Alors que l'organisation issue du modèle "Armée de terre 1997" s'appuyait sur l'adéquation entre l'organisation permanente et les structures opérationnelles des forces, la loi de programmation prévoit de dissocier organisation permanente et structures opérationnelles de l'Armée de terre . Cette réforme tire les conséquences d'une évolution qui, en diversifiant les missions de l'Armée de terre, a remis en question le rôle des grandes unités permanentes pouvant s'engager au complet . S'est ainsi trouvé validé le concept de polyvalence des forces et des états-majors à vocation opérationnelle au sein d'un ensemble unique de forces , appuyé sur un environnement resserré, qui assurera la capacité de tous à participer à des missions de tout type (opérations extérieures, forces prépositionnées, interventions sur le territoire national...).

Les forces terrestres, désormais organisées en vue de la projection, seront donc constituées autour des grands ensembles fonctionnels suivants : états-majors composant une chaîne de commandement à vocation opérationnelle, grandes unités interarmes, et régiments confortés dans leur rôle de "clé de voûte" de l'Armée de terre.

1. Des états-majors projetables et polyvalents

L'impératif de projetabilité défini par la loi de programmation impose la constitution d'états-majors opérationnels de niveaux différents, susceptibles d'être projetés dans un cadre national ou au sein d'alliances, et d'exercer le commandement opérationnel de forces de circonstance.
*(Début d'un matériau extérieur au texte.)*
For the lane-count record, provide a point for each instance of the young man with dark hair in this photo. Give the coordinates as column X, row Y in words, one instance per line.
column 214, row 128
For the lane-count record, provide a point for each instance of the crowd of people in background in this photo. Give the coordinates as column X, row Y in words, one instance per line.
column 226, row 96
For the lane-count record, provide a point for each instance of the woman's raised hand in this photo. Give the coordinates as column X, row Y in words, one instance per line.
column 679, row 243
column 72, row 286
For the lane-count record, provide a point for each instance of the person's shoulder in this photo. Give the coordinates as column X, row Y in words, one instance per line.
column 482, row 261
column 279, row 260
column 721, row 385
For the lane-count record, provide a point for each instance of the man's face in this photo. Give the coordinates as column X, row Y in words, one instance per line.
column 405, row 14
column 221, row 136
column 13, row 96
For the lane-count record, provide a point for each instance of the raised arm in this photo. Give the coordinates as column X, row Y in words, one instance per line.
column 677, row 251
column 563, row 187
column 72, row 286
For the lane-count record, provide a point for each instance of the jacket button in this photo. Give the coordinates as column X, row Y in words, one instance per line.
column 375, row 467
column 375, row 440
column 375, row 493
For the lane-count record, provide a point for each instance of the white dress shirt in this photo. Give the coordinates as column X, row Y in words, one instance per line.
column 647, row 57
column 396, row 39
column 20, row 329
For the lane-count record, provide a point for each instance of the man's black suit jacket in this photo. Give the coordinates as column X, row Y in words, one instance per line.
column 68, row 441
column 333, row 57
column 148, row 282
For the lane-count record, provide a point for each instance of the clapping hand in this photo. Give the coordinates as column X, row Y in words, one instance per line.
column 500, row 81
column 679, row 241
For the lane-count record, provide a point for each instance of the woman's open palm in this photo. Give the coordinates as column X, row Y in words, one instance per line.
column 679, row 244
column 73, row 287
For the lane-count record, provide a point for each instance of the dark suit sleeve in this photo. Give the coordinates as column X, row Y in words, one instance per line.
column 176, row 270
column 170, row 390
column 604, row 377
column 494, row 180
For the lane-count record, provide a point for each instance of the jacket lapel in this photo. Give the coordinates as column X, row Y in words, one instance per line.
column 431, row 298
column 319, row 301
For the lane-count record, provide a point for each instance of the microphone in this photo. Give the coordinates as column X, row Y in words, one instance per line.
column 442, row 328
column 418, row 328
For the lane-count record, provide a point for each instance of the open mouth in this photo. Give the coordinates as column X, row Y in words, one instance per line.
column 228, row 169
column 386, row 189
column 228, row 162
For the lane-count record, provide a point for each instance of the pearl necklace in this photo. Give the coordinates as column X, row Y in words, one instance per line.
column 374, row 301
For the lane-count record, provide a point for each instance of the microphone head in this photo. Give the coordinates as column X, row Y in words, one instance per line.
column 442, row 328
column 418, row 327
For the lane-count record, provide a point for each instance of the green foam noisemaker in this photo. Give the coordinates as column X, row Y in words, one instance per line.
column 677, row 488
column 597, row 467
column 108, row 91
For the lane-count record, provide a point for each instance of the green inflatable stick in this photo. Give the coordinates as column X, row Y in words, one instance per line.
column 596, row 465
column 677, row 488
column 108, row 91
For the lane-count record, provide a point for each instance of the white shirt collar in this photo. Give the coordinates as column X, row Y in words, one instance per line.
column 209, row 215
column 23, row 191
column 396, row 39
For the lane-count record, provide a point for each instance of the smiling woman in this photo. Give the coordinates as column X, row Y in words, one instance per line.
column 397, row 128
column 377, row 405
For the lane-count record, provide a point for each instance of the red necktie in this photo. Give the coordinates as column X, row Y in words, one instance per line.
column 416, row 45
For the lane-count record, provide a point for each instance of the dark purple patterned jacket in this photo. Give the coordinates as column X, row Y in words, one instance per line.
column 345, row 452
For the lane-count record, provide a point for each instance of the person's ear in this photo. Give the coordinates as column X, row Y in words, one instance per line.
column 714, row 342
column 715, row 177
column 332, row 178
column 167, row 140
- Dans cette perspective, un commandement à vocation opérationnelle des forces terrestres (COFT), basé à Lille, sera chargé d'assurer la préparation opérationnelle des forces terrestres, et pourra fournir la majeure partie d'un poste de commandement interarmées de théâtre (PCIAT) national ou d'un groupement de forces interarmées multinational, soit un poste de commandement de corps d'armée de classe OTAN.

- Quatre états-majors de forces (EMF), subordonnés au précédent, devront être aptes à assurer le commandement d'une force opérationnelle terrestre de la valeur d'une division OTAN, ou la mise sur pied d'un poste de commandement interarmées de théâtre (PCIAT) d'une opération nationale limitée. Chaque Etat-major des forces pourrait assurer la préparation opérationnelle d'une force possédant des capacités spécifiques (blindée, mécanisée, etc...).

- Des Etats-majors de brigades (EMB), celles-ci étant soit interarmes et héritières des divisions actuelles, soit spécialisées, regroupées en ensembles fonctionnels (renseignement, génie, artillerie, transmissions...). En opération, ces EMB devront être capables d'englober tous les modules complémentaires nécessaires, ce qui impliquera une réorganisation du commandement à ce niveau entre 1997 et 2000.

- Un commandement de la logistique opérationnelle (COMLOG) sera chargé de conduire la manoeuvre logistique sur le territoire national, et de fournir les postes de commandement projetés nécessaires au fonctionnement de la chaîne logistique.